Keywords

 

Authors

  1. Reynolds, Melanie MPH
  2. Leahy, Ellen RN, MN

Abstract

This descriptive study describes the development of a public health training institute through statewide public health improvement planning. Efforts to design workforce development strategies in a rural setting with a decentralized state public health system are portrayed. Significant lessons learned in developing the training institute and other workforce development strategies are outlined.

 

When Montana first set out to improve its public health system in the mid-1990s, it was not with workforce training in mind. Rather, the focus was decidedly outward. Wanting to shed the sense of invisibility felt during the health care reform debates, Montana's public health reformers simply wanted policy makers and citizens to make note of the value and role of its public health system and to provide adequate funding for it. It was, and remains, a valid goal. But after relatively unsuccessful attempts to dazzle the public with tales of the importance of public health, the newly created Montana Public Health Improvement Task Force realized one immediate problem that demanded a more inward focus: the public health workforce's own lack of understanding of the broader public health system and the workforce's inadequate and inconsistent public health training. With new insight, the task force called for a systematic, planned approach to improving the state's public health workforce, and the Montana Public Health Training Institute came into being.
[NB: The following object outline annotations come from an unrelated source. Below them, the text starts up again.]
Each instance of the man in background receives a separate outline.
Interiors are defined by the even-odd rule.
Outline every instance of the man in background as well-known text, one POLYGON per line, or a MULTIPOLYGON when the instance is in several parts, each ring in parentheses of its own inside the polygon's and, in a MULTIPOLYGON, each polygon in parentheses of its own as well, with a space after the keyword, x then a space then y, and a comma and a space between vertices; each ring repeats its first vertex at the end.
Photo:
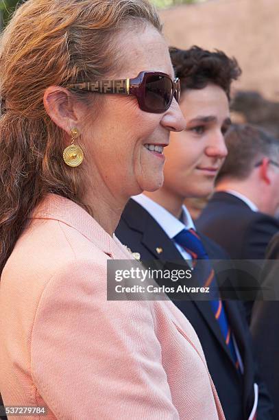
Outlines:
POLYGON ((255 302, 251 332, 259 369, 274 402, 274 419, 279 419, 279 232, 269 242, 261 279, 263 287, 276 300, 255 302))
POLYGON ((250 323, 254 301, 259 293, 263 296, 260 272, 266 248, 279 230, 274 218, 279 208, 279 141, 258 127, 242 124, 230 128, 226 144, 228 153, 215 192, 196 224, 232 259, 243 260, 237 263, 237 288, 247 296, 250 323))
MULTIPOLYGON (((186 197, 206 197, 213 191, 227 154, 223 135, 230 124, 230 84, 240 74, 236 60, 221 51, 194 47, 173 49, 171 56, 180 79, 180 107, 186 128, 171 135, 165 150, 162 188, 131 199, 116 231, 143 262, 156 259, 163 267, 166 261, 186 260, 194 265, 198 259, 227 258, 217 244, 196 232, 183 202, 186 197)), ((209 277, 199 281, 199 285, 216 281, 212 268, 209 277)), ((258 420, 271 419, 270 401, 255 372, 241 303, 219 298, 174 303, 201 341, 226 419, 253 419, 256 412, 258 420)))

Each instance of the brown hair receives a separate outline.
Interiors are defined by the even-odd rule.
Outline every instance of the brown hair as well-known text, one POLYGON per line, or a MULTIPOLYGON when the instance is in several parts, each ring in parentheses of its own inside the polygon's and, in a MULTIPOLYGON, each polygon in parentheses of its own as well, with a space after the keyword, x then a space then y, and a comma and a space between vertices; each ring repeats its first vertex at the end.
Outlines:
POLYGON ((116 35, 147 24, 161 31, 146 0, 27 0, 16 11, 0 43, 0 275, 44 196, 81 202, 82 165, 63 163, 64 133, 44 108, 46 88, 115 71, 125 64, 116 35))
POLYGON ((221 178, 243 180, 247 178, 263 157, 279 155, 279 141, 259 127, 250 124, 232 124, 225 136, 228 155, 217 175, 221 178))
POLYGON ((189 49, 169 49, 177 77, 180 79, 182 93, 186 89, 203 89, 209 83, 225 91, 230 100, 230 85, 241 74, 234 58, 216 50, 210 52, 196 45, 189 49))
This is the story of its making.

 

This article describes Montana's initial efforts to advance its public health infrastructure through a public health improvement planning process and core functions review and its subsequent work in strategically examining the broader public health system. Finally, the article addresses the planning and designing of a training institute for Montana's public health workforce. Montana's experiences may be useful for other public health practitioners as they work with policy makers, educators in schools of public health, state officials, and community partners in developing workforce development initiatives. Lessons can be learned about developing strategic state, regional, and national alliances in implementing public health improvement planning efforts.